Peu de temps après, le profil du médecin sur les réseaux sociaux est devenu silencieux. Il semblait que ses pires craintes s’étaient réalisées.
Mais à la mi-novembre, il était de nouveau en ligne et demeure depuis lors un critique actif de la crise. Le Times n’a pas pu joindre Aldabbour lui-même pour commenter, mais le 15 novembre, un collègue avec lequel il avait précédemment co-écrit un article scientifique a transmis que le médecin avait dit à un ami « الوضع لا يحتمل » – « la situation est insupportable ». .»
Des instantanés d’époques plus heureuses montrent Bayan AbuSultan vêtu d’une casquette et d’une robe bleues, diplômé de l’Université Al-Azhar à Gaza. Ou assise à un bureau, vêtue d’un chemisier et d’un foulard, alors qu’elle commence son nouveau travail de directrice du bureau du réseau médiatique Falasteniyeh.

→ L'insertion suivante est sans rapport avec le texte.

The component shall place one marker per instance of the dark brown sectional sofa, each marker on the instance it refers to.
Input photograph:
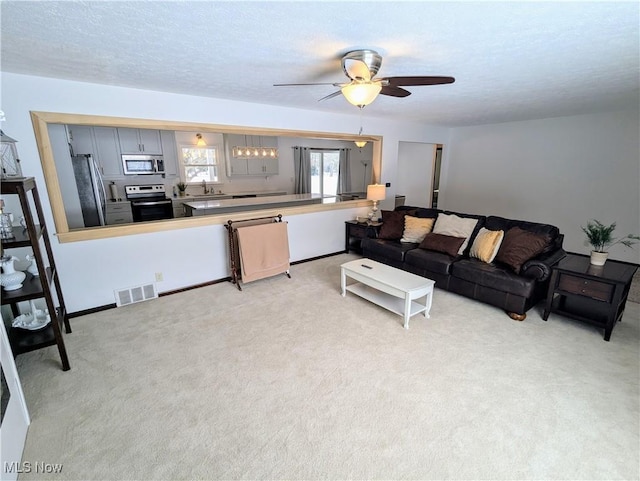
(516, 280)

La jeune femme aux longs cheveux noirs et au sourire éclatant est très différente dans une vidéo Facebook à partir du 13 octobre, le septième jour de la guerre Israël-Hamas. S’exprimant depuis ce qui semble être un appartement sombre, vêtue d’un T-shirt noir et d’un collier en argent, elle est discrètement provocante. “Nous ne savons pas si nous serons encore en vie lorsqu’il y aura à nouveau du soleil.”
“Au cas où il s’agirait de ma dernière vidéo et de mon dernier message au monde, je voudrais dire que je ne pardonne à personne qui aurait pu arrêter cette effusion de sang”, poursuit AbuSultan.
Son dernier message, du 30 novembre, évoque une trêve de courte durée et un bref répit. Elle demande si quelqu’un connaît un endroit dans la ville où Internet fonctionne.
Depuis, aucun message n’a été publié et les efforts pour la joindre ont été vains.